Future improvements
First, hands down, amazing work. Serving as a baseline, I see a possible improvement, if someone wants to implement it:
- The n-step return, as it is, is biased (as you are using old off-policy samples). Retrace [Safe and Efficient Off-Policy Reinforcement Learning] would resolve the issue. However, implementing Retrace in Distributional RL is not straightforward, but I see that work [The Reactor: A fast and sample-efficient Actor-Critic agent for Reinforcement Learning] deals with the issue (as it seems, without the quantile regression, however).
Thanks a lot, I can say the same for your blog 🙂In my spare time I'm still looking for bugs, as I still have issues with some learning on some games (Pong and Breakout being particularly worrying).
In any case I won't be able to work on extending Rainbow for a while, but if anyone is interested I've leaving master for a pure Rainbow implementation and extensions for anything others want to add as options (I added quantile regression as an exercise to myself, but I haven't tested it within Rainbow at all, so it's possible that it's harmful here).
Edit: False alarm on Pong at least
Hello,
I am reopening this really old issue to just ask a question.

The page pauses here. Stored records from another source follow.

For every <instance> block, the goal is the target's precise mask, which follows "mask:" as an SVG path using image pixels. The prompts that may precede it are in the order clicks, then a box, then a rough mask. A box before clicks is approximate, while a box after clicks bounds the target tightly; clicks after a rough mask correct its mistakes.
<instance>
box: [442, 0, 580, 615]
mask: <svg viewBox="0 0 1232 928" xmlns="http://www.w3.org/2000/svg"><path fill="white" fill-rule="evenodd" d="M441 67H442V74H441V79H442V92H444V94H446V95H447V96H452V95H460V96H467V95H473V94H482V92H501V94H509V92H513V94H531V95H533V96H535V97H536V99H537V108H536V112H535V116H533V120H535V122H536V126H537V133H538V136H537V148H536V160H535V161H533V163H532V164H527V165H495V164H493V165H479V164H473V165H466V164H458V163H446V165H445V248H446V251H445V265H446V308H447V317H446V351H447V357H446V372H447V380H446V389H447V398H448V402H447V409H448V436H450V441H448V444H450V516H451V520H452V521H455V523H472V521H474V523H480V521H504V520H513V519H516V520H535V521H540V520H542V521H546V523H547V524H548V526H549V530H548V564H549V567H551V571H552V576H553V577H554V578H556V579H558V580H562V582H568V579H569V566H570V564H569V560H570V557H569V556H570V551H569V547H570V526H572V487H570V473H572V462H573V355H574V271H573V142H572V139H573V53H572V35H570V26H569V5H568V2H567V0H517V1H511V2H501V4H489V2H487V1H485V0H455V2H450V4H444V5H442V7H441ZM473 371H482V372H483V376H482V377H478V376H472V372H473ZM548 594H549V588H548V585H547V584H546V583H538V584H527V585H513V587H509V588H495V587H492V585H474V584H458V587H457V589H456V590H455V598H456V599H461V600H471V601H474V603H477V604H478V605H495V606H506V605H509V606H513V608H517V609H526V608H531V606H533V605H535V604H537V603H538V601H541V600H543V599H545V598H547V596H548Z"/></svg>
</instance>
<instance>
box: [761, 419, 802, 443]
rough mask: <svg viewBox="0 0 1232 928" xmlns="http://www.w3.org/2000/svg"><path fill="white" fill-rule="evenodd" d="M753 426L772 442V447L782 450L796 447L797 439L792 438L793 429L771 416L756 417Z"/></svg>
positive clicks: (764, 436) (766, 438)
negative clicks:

Did you test the QR extension on other game than Pong? (and even better did you try to implement Implicit Quantile Networks? ^^)
Nope - I just did that as an implementation exercise to myself, so I've not actually tested it at all (the comment about Pong was about normal Rainbow at the time). I'm not planning to do any further development, but I am trying to test normal Rainbow on a few more games/upload the pretrained models for people to use.
I also noice that the Rainbow performs veyr bad in Pong , extremly strange.